Çünkü, Kâzım Karabekir kendisine metanet tavsiye ediyor, ümit veriyor, "Devleti kurtarabiliriz" diyordu.

"Evet, devleti kurtarabilirsin!! Paşa paşa, sana güveniyorum" diye karşılık verebilirdi.

Dememiş, "Cuma selamlığıdır, fazla konuşmayalım" diyerek başından savmış:

11 Nisan cuma günü Padişaha arz-ı veda için selamlığa gittim ve huzura kabul olundum.
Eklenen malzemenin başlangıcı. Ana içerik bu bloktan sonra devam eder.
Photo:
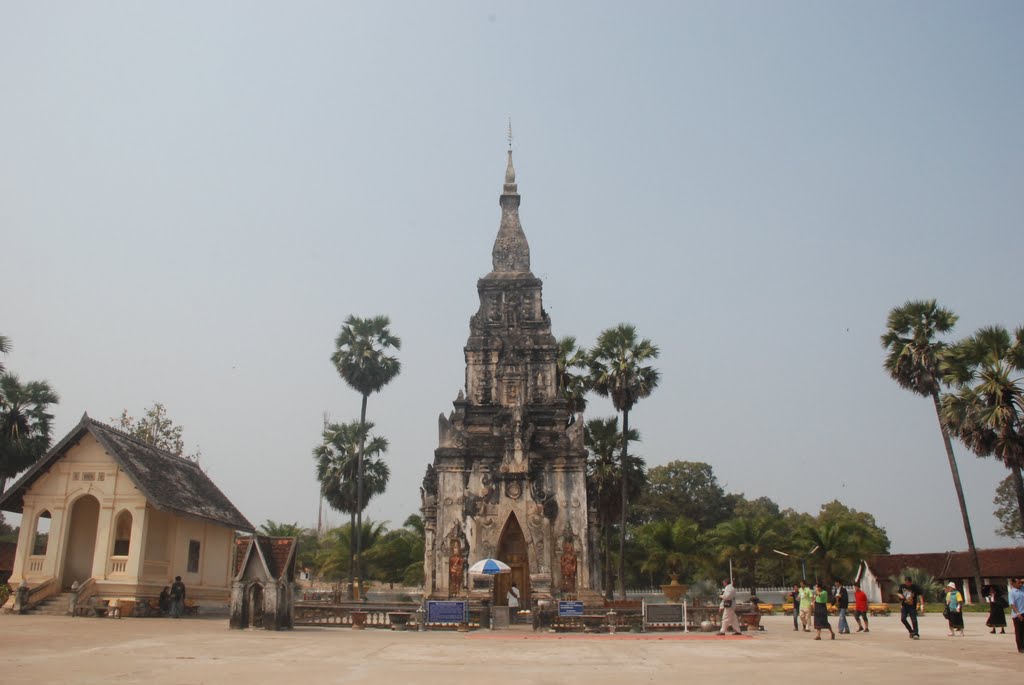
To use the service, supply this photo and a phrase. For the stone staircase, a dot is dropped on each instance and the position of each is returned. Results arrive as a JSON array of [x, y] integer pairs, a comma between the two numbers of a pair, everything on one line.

Beni Şarktaki dokuzuncu ordu kıtaatından müteşekkil olan [oluşan] onbeşinci kolordu kumandanlığına tayin buyurduklarından dolayı teşekkür ettim, ve İstanbulda kolordu kumandanlıklarından gelmiş genç kumandanların Anadoluya kıtaatın başına geçirilmesi için istical buyurmalarını [acele etmelerini], aksi halde telafisi gayri mümkün [giderilmesi imkansız] felaketlerle karşılaşacağımızı hatırlattım ve itilaf devletlerinin ordularımızın silahlarını toplamağa başladıklarını ve bunun neticesinin korkunç olacağını izah ettim. 

Sultan Vahdettin iltifat ve dua etti. Büyük bir korku içinde kıvranıyordu. Sözlerim iyi tesir etti fakat uzun görüşmeden endişe ile: 

- (Fazla görüşmek münasip değil cuma selamlığıdır. Fakat fikrinizi takdir ediyorum) dediler, arz-ı veda ile metanet tavsiye ettim. 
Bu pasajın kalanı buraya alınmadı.